Snuffy is a novel MIL-pooling method based on sparse transformers, designed to address the computational challenges in Whole Slide Image (WSI) classification for digital pathology. Our approach mitigates performance loss with limited pre-training and enables continual few-shot pre-training as a competitive option.

Key features:

  • Tailored sparsity pattern for pathology
  • Theoretically proven universal approximator with tight probabilistic sharp bounds
  • Superior WSI and patch-level accuracies on CAMELYON16 and TCGA Lung cancer datasets

Overview

This repository provides a complete, runnable implementation of the Snuffy framework, including code for the FROC metric, which is unique among WSI classification frameworks to the best of our knowledge.

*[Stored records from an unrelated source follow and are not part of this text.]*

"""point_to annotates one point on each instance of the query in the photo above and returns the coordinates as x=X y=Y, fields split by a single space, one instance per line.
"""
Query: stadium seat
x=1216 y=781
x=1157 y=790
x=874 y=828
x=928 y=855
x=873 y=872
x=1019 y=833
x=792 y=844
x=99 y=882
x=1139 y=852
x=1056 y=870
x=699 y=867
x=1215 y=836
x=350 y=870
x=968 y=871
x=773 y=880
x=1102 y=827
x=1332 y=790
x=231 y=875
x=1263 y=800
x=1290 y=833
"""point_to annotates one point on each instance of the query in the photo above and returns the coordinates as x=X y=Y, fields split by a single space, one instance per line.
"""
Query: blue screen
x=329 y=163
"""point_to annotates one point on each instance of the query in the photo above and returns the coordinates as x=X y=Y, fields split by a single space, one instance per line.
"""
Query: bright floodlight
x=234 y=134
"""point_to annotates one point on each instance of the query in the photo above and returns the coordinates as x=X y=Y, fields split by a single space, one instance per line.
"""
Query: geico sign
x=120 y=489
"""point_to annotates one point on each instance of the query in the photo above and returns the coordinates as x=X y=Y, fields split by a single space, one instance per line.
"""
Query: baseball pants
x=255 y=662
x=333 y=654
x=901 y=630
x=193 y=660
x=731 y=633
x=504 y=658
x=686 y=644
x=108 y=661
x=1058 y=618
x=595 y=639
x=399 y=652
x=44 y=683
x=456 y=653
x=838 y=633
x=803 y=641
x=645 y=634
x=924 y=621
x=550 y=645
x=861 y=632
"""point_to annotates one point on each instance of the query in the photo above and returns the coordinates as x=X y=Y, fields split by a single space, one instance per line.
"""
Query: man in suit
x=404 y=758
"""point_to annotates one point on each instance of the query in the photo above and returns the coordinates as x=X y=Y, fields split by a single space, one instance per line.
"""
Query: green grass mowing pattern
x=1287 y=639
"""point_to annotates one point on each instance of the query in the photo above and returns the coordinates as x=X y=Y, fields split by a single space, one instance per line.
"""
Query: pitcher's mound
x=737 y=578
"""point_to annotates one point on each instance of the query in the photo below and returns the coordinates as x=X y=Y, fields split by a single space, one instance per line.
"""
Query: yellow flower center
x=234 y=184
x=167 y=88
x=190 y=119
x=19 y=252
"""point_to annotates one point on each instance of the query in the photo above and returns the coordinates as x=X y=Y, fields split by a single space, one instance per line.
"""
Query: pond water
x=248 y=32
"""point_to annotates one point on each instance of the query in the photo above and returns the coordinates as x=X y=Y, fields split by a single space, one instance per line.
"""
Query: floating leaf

  1. Slide Patching: WSIs are divided into manageable patches.
  2. Self-Supervised Learning: An SSL method is trained on the patches to create an embedder.
  3. Feature Extraction: The embedder computes features (embeddings) for each slide.
  4. MIL Training: The Snuffy MIL framework is applied to the computed features.

Each step in this pipeline can be executed independently, with intermediate results available for download to facilitate continued processing.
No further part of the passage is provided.